Aussi, quand la révolution populaire soudanaise lancée en décembre 2018 a offert pour icône Ala’a Salah, une étudiante en ingénierie de 22 ans toute de blanc vêtue juchée sur le toit d’une voiture, on s’est dit qu’après les atrocités du Darfour et la guerre fratricide avec le Soudan du Sud devenu indépendant en 2011, le pays du Nil blanc et du Nil bleu vivait un tournant historique.

La chute du président Omar el-Bechir le 11 avril dernier a conforté ce sentiment. Mais l’espoir d’un printemps démocratique a été stoppé net le 3 juin quand des supplétifs de l’armée, les Forces de soutien rapide, ont réprimé sans faire de quartier les participants à un sit-in de protestation devant le QG des militaires dans la capitale. A l’icône a succédé le martyr.
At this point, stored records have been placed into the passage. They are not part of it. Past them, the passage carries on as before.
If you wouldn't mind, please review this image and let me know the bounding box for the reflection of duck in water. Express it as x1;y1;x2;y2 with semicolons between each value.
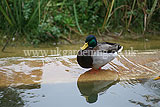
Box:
77;69;119;103
154;75;160;80
77;35;123;69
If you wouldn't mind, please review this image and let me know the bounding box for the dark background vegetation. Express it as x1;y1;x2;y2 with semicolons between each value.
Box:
0;0;160;44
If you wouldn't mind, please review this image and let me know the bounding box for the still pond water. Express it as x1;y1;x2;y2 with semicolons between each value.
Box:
0;42;160;107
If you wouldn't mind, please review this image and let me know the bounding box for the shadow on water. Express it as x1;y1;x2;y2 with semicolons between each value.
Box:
77;69;119;103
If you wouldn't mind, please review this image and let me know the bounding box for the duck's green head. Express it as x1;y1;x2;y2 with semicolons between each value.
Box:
81;35;97;50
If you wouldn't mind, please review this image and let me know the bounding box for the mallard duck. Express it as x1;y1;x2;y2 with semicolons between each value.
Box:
77;35;123;69
77;69;119;103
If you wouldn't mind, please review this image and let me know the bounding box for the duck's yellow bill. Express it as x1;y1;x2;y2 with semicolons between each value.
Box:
154;76;160;80
81;43;88;50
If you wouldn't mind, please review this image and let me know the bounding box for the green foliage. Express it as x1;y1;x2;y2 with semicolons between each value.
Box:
0;0;160;44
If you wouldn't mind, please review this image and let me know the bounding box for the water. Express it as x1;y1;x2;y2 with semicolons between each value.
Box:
0;50;160;107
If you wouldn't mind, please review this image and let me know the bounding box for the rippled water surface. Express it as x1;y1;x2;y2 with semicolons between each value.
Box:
0;50;160;107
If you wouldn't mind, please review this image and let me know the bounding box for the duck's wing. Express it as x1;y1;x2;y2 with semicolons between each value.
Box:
94;42;123;53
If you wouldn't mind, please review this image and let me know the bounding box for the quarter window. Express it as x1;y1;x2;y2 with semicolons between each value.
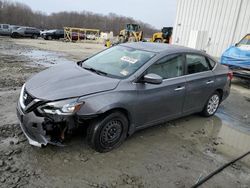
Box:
207;58;216;69
147;55;184;79
186;54;210;74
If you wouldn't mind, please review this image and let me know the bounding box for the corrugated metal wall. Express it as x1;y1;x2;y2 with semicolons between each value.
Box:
173;0;250;57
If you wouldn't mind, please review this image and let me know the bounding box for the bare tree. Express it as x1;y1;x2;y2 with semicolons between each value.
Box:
0;0;156;37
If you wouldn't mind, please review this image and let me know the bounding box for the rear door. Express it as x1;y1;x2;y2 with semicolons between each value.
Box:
136;54;186;127
183;54;215;113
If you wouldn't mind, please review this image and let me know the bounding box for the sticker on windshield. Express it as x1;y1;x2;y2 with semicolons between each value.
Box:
121;56;138;64
120;70;128;76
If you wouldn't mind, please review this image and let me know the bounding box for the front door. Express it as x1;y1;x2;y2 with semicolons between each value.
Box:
136;55;186;127
183;54;214;113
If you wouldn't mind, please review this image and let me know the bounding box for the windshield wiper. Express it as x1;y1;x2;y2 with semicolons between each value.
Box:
83;66;108;76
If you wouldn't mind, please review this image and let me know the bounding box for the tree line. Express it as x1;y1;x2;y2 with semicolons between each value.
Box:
0;0;156;37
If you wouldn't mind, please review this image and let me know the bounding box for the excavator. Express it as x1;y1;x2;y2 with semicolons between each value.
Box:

Tué le jour du grand massacre (au moins 120 morts), Mohamed Mattar, 26 ans, aspirant ingénieur à Londres, était revenu à Khartoum pour apporter sa pierre à la révolte, c’est dire l’enthousiasme qu’elle suscitait. Pour lui rendre hommage, ses amis ont paré de sa couleur préférée le hashtag de ralliement au combat des démocrates soudanais : #BlueForSudan.
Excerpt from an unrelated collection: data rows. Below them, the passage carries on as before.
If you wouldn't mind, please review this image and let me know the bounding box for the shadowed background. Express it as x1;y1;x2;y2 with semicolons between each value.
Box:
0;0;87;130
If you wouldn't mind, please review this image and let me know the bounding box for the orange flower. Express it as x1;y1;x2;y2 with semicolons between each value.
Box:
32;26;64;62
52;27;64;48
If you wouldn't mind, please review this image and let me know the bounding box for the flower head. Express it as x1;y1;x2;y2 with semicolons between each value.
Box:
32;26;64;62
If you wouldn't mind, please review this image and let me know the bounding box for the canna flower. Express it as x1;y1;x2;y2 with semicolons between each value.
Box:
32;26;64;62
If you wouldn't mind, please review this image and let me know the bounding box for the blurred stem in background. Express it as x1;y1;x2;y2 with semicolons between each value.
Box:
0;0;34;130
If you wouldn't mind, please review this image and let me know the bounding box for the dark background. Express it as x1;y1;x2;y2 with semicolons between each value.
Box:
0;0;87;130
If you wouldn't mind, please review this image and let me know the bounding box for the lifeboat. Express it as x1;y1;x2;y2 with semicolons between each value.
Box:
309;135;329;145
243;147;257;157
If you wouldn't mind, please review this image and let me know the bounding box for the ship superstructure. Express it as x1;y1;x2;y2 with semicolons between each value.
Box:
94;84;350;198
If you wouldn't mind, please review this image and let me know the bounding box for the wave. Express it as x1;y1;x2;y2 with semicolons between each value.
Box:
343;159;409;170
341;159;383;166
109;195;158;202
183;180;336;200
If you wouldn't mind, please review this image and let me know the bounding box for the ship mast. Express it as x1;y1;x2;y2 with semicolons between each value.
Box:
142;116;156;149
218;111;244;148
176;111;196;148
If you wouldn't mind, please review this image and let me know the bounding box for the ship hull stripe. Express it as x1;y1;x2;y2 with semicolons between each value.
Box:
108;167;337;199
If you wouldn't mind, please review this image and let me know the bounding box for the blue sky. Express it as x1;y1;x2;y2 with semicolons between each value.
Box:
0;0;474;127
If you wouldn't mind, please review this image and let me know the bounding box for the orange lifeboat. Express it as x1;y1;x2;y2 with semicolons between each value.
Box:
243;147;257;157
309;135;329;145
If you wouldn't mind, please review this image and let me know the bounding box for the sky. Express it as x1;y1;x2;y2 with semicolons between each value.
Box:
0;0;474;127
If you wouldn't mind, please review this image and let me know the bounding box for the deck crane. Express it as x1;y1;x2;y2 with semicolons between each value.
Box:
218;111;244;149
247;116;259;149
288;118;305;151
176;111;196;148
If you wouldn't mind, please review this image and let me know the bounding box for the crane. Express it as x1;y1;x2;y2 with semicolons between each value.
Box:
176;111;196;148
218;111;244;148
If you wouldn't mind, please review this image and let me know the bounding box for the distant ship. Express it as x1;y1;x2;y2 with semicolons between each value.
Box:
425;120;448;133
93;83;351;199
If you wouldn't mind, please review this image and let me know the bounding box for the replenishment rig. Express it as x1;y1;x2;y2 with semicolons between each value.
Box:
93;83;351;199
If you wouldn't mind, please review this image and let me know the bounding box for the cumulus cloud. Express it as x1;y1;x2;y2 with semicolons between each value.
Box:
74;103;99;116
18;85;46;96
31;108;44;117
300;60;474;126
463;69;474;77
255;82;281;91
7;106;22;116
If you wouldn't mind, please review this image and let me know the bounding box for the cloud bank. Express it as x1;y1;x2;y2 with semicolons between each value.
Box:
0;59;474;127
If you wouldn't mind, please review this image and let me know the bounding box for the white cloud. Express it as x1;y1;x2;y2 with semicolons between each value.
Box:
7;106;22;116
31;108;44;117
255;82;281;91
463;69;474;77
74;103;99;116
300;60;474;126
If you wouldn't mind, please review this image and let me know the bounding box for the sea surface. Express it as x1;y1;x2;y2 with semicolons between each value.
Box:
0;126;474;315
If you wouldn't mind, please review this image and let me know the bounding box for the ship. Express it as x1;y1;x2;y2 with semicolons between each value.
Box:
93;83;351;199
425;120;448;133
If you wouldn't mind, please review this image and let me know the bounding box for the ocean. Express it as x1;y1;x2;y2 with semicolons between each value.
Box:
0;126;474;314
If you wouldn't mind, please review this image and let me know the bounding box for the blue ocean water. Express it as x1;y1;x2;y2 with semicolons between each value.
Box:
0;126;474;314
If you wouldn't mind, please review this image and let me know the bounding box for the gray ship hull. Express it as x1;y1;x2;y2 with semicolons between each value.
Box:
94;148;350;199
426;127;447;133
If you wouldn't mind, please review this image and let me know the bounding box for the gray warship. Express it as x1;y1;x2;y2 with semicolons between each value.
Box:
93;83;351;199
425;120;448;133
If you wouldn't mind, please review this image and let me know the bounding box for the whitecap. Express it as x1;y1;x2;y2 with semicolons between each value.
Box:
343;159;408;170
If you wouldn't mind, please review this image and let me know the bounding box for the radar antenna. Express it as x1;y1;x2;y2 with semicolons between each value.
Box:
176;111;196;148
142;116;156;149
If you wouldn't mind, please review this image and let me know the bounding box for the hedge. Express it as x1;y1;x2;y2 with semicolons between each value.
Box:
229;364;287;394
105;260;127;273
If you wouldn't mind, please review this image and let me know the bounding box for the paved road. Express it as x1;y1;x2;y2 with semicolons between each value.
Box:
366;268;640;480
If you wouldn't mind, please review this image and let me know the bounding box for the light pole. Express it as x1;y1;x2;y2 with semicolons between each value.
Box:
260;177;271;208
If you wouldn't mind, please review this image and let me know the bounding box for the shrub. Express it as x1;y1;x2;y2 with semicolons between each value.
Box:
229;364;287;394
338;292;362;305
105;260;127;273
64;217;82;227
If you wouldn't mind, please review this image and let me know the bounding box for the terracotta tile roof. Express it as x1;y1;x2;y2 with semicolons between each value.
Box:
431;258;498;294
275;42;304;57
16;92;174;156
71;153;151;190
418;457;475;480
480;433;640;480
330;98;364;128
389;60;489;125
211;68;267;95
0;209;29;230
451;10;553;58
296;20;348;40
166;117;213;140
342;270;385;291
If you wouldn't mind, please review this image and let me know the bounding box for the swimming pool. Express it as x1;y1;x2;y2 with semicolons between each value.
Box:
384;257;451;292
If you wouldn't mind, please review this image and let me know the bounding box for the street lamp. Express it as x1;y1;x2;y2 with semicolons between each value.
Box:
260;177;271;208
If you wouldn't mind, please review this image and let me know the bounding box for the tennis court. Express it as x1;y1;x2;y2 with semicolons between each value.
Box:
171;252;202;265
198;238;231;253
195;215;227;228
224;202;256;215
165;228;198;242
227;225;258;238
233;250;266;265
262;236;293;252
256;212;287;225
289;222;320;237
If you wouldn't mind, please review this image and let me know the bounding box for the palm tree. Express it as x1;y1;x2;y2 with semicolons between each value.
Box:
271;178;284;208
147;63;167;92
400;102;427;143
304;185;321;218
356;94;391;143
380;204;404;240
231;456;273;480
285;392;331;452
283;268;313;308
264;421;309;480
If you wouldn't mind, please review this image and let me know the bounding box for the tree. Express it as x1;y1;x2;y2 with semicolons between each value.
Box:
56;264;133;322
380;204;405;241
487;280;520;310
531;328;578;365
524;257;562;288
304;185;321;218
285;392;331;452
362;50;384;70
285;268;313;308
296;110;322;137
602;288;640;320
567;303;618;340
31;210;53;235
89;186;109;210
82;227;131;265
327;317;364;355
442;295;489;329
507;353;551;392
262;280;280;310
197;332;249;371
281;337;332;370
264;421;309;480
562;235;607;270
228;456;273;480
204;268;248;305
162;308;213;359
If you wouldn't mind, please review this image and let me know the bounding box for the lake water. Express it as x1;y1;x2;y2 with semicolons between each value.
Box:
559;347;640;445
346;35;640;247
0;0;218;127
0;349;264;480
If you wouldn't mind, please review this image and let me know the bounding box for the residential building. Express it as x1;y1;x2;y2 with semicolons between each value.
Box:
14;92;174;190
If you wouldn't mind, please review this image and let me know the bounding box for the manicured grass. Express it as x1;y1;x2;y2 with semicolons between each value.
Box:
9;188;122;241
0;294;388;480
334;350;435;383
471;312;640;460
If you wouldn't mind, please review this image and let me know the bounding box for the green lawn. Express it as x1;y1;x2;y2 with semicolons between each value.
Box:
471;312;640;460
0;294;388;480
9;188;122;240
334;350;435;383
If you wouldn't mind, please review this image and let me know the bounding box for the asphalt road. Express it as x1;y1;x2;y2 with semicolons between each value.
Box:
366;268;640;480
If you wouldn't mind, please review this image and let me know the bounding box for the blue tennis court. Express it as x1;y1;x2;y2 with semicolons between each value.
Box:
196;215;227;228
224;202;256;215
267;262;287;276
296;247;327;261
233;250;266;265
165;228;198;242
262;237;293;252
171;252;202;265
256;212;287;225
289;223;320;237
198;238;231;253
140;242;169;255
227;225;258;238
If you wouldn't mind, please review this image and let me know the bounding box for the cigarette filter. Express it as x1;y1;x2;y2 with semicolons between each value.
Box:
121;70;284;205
Les gradés qui composent le Conseil militaire de transition (CMT) tentent depuis le 3 juin d’imposer une chape de plomb sur la population et ses revendications, en contradiction avec leur promesse de restituer le pouvoir aux civils. L’homme clé de cette normalisation est le général Mohamed Hamdan Dagalo, dit  » Hemedti « , numéro deux du CMT, ancien responsable des milices janjawid, fers de lance de la répression au Darfour et actuel chef des Forces de soutien rapide… Le recours renouvelé à des milices peu ou prou officielles témoigne du déficit de confiance des hauts gradés dans l’armée gouvernementale, dont une partie, dit-on, serait tentée par un rapprochement avec la population insurgée.
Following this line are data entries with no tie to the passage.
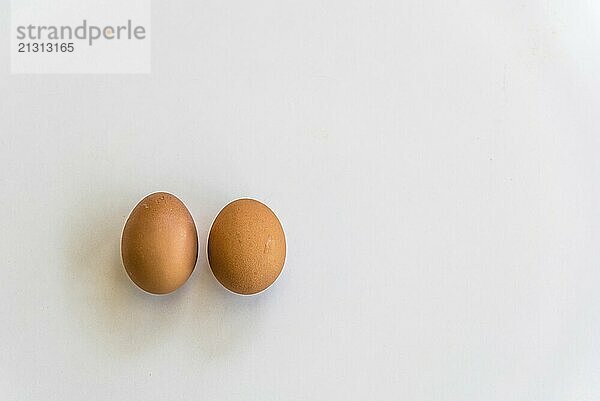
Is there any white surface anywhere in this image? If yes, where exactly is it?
[0,0,600,401]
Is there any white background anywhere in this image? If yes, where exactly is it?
[0,0,600,401]
[10,0,152,74]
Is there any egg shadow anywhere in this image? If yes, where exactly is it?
[64,191,267,359]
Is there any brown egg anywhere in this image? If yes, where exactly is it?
[208,199,286,295]
[121,192,198,294]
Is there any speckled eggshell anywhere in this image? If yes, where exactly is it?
[121,192,198,294]
[208,199,286,295]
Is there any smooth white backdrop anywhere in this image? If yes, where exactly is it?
[0,0,600,401]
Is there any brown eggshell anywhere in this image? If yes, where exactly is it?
[121,192,198,294]
[208,199,286,295]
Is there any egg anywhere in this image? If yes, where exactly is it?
[121,192,198,294]
[207,199,286,295]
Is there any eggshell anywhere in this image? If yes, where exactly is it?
[208,199,286,295]
[121,192,198,294]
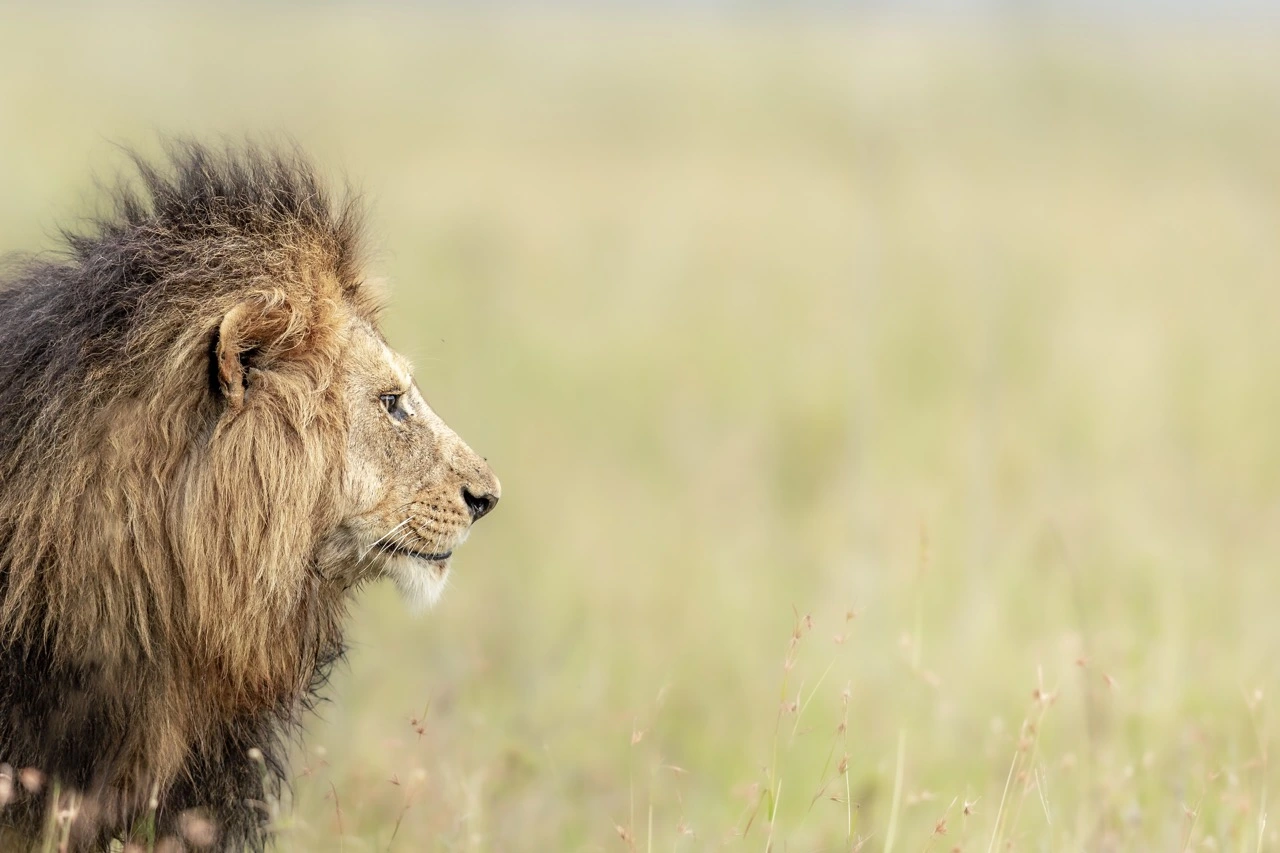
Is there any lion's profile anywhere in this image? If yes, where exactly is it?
[0,142,499,849]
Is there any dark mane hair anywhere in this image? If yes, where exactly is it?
[0,141,376,849]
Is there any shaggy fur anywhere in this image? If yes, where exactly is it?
[0,143,455,849]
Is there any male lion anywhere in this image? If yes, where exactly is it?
[0,142,499,850]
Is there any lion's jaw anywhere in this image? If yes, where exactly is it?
[340,320,502,610]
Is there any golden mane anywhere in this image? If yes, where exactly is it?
[0,142,376,848]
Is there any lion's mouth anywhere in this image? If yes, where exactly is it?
[378,543,453,562]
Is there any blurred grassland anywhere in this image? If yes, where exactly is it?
[0,4,1280,850]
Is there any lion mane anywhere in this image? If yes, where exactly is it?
[0,142,376,849]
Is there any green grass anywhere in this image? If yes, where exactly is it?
[0,5,1280,853]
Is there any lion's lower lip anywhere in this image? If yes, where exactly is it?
[379,544,453,562]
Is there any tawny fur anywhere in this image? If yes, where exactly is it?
[0,143,497,849]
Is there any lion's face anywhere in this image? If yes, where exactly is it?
[330,319,502,607]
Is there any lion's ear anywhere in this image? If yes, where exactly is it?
[210,300,296,410]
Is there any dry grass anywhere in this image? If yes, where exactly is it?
[0,6,1280,853]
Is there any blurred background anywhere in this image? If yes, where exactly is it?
[0,0,1280,850]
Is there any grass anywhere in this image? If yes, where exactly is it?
[0,5,1280,853]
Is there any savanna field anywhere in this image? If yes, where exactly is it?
[0,4,1280,853]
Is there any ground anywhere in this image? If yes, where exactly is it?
[0,4,1280,850]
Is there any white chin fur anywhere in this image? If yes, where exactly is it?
[387,557,449,612]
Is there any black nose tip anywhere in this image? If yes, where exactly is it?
[462,485,498,521]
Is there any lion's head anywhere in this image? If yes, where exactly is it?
[0,143,499,849]
[280,315,500,607]
[0,139,499,707]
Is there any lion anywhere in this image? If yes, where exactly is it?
[0,141,500,850]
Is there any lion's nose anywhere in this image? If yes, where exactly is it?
[462,485,498,521]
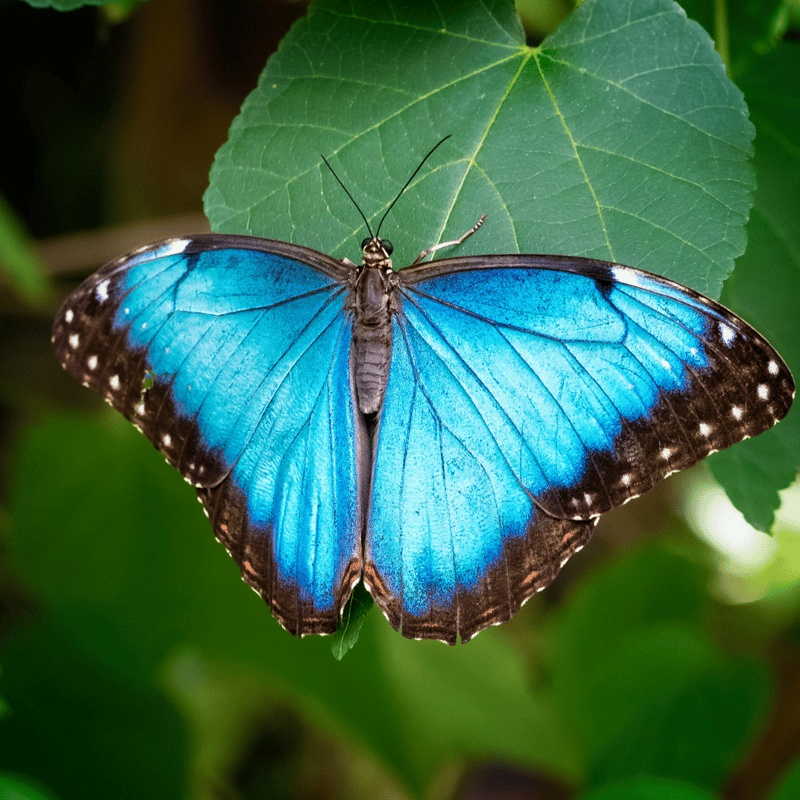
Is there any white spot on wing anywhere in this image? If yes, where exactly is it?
[719,322,736,347]
[155,239,191,258]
Le drame soudanais met à nouveau en exergue le trouble jeu des militaires en période de révolution une fois un président déchu. En Egypte, ils ont réduit à une parenthèse l’ouverture démocratique après l’élection du président Mohamed Morsi, issu des Frères musulmans et décédé en détention le lundi 17 juin, perçue comme une menace pour… la démocratie. Abdel Fattah al-Sissi a succédé providentiellement à Mohamed Hussein Tantawi, trop compromis avec la figure du président Moubarak. Mais l’armée est restée aux manettes, solidement arc-boutée à ses prébendes. En Algérie, le chef d’état-major et vice-ministre de la Défense Ahmed Gaïd Salah, homme fort du pays après la démission sous la pression de la rue du président Abdelaziz Bouteflika le 2 avril 2019, maintient sa promesse d’organiser des élections présidentielles. Mais il en soumet la tenue à l’éradication de la corruption au terme d’une opération qui touche les proches de l’ancien président et épargnera sans doute ses pairs militaires. Si la lutte contre les corrupteurs répond à une revendication des manifestants qui défilent dans la rue depuis quatre mois, la confiscation rallongée du pouvoir fait douter des intentions réelles des caciques de l’armée. Et au Soudan, les dirigeants du Conseil militaire de transition, cornaqués par la Russie, la Chine, l’Egypte, l’Arabie saoudite et les Emirats arabes unis, ont donc pris le parti du statu quo contre les aspirations du peuple. On est loin du rôle de garante de la démocratie d’une armée d’un Etat occidental.